NRouter / Connection problems between/to servers

OS = NTServer A = 6.5 (upgraded to 6.5.3 to see if it fixed anything)

Server B = 6.5.1

Server SMTP = 6.5.3 (outside the firewall)

We have entered the twilight zone… I would love some suggestions on what to look at.

We began having replication issues with remote sites, very slow/sporadic replication. It took a while to find the server and then it would start replication, freeze for 30 minutes or so and then burst thru some more data, then hang for a while more. The database that it hangs on is not the same one. The data in the database doesn’t seem to be an issue. We could immediately follow a successful replication and it would hang again. Or sometimes it would go as normal.
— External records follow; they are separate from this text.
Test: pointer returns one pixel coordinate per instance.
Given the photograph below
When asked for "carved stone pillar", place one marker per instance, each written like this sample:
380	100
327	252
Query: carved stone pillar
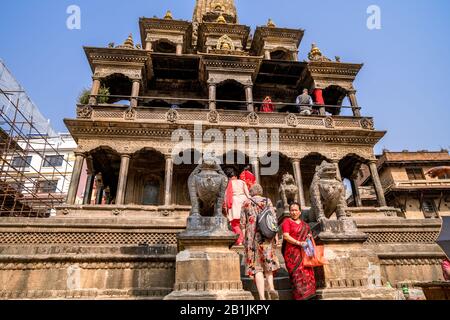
90	181
135	93
123	177
75	181
179	49
249	97
168	181
354	103
356	193
212	95
256	171
338	171
299	180
94	91
148	46
377	183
No consistent pattern. Replication in the office is not a problem.

Then we started having trouble delivering mail to one of our remote servers. We could receive mail from them but not deliver it. (Server B)
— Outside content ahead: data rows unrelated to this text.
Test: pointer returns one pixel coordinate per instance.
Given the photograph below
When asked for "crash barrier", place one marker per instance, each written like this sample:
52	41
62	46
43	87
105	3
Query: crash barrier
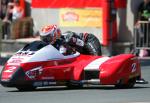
142	35
22	28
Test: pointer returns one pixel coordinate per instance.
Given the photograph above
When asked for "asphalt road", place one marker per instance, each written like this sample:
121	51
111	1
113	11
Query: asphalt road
101	94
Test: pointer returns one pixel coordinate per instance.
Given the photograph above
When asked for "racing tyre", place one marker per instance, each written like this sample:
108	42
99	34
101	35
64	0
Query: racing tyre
26	88
129	84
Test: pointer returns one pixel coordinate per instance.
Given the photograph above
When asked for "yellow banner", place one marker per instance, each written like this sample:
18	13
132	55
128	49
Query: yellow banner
80	17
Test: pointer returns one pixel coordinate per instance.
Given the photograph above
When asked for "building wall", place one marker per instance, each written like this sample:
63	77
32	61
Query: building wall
126	19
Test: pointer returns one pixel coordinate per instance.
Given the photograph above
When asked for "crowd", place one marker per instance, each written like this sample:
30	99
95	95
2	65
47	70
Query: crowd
142	24
10	11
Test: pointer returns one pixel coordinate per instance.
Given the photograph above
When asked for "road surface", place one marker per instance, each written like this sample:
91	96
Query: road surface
101	94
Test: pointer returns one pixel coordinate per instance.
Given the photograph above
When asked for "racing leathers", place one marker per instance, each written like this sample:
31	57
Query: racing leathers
84	43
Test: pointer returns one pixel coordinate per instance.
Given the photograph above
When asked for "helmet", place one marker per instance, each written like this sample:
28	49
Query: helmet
50	33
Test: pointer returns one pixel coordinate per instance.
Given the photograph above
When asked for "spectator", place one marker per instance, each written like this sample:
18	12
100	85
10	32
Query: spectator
5	16
16	10
143	15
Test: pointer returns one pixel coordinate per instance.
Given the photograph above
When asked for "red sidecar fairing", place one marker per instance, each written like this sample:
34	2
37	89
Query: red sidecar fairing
48	67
Then we could no longer open databases on the remote server. Notes finds it & connects to it, but never opens it. We can ping the servers all day long. (Server B, and people on Server B could not open Server A, but could open DBs on Server SMTP)
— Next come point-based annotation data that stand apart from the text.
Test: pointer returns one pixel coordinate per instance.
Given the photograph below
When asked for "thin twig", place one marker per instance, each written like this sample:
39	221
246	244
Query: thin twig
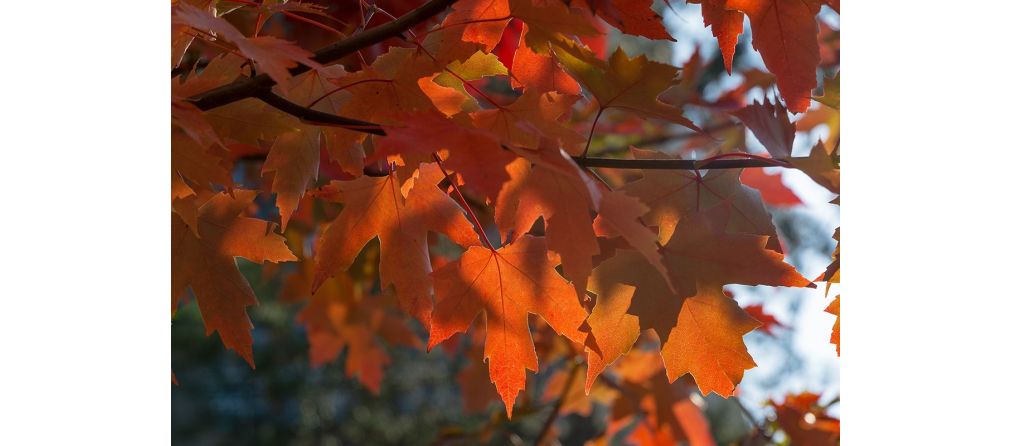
318	117
248	87
558	405
466	206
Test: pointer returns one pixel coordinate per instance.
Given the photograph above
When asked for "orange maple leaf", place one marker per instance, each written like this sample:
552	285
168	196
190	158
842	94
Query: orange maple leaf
785	33
835	309
206	263
726	27
400	216
506	285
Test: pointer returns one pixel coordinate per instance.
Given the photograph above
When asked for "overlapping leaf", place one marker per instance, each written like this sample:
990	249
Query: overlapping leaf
207	265
506	286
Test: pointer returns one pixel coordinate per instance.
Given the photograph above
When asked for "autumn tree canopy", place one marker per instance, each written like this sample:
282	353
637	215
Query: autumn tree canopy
433	174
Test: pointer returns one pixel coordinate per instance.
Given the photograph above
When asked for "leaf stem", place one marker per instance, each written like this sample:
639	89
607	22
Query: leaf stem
466	206
592	129
248	87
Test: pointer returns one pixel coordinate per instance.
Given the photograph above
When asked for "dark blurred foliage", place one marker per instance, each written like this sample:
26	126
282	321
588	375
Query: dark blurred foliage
221	401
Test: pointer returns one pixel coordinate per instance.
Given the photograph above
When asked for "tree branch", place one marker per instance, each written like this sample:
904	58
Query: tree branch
248	87
681	164
318	117
322	118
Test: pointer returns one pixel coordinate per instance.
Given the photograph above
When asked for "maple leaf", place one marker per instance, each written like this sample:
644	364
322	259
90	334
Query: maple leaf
400	216
672	196
805	422
702	251
630	297
484	21
540	72
821	166
835	309
207	264
631	85
773	191
770	124
530	118
671	417
726	27
832	93
557	190
621	215
505	285
476	153
708	342
785	33
271	54
338	317
832	273
768	321
447	90
293	161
At one point, Server A stopped with a fault on NRouter. The offending thread appears to be on the mail.box on a different server outside the firewall. (We upgraded to 6.5.3 after that)

############################################################

FATAL THREAD 7/25 [ nRouter:0a50: 2180]

FP=0x0a62dd54, PC=0x60001263, SP=0x0a62dd4c, stksize=8

EAX=0x00000884, EBX=0x2b428944, ECX=0x00000000, EDX=0x00000000

ESI=0x000000e0, EDI=0x00000a50, CS=0x0000001b, SS=0x00000023

DS=0x00000023, ES=0x00000023, FS=0x00000038, GS=0x00000000 Flags=0x00010246

Exception code: c0000005 (ACCESS_VIOLATION)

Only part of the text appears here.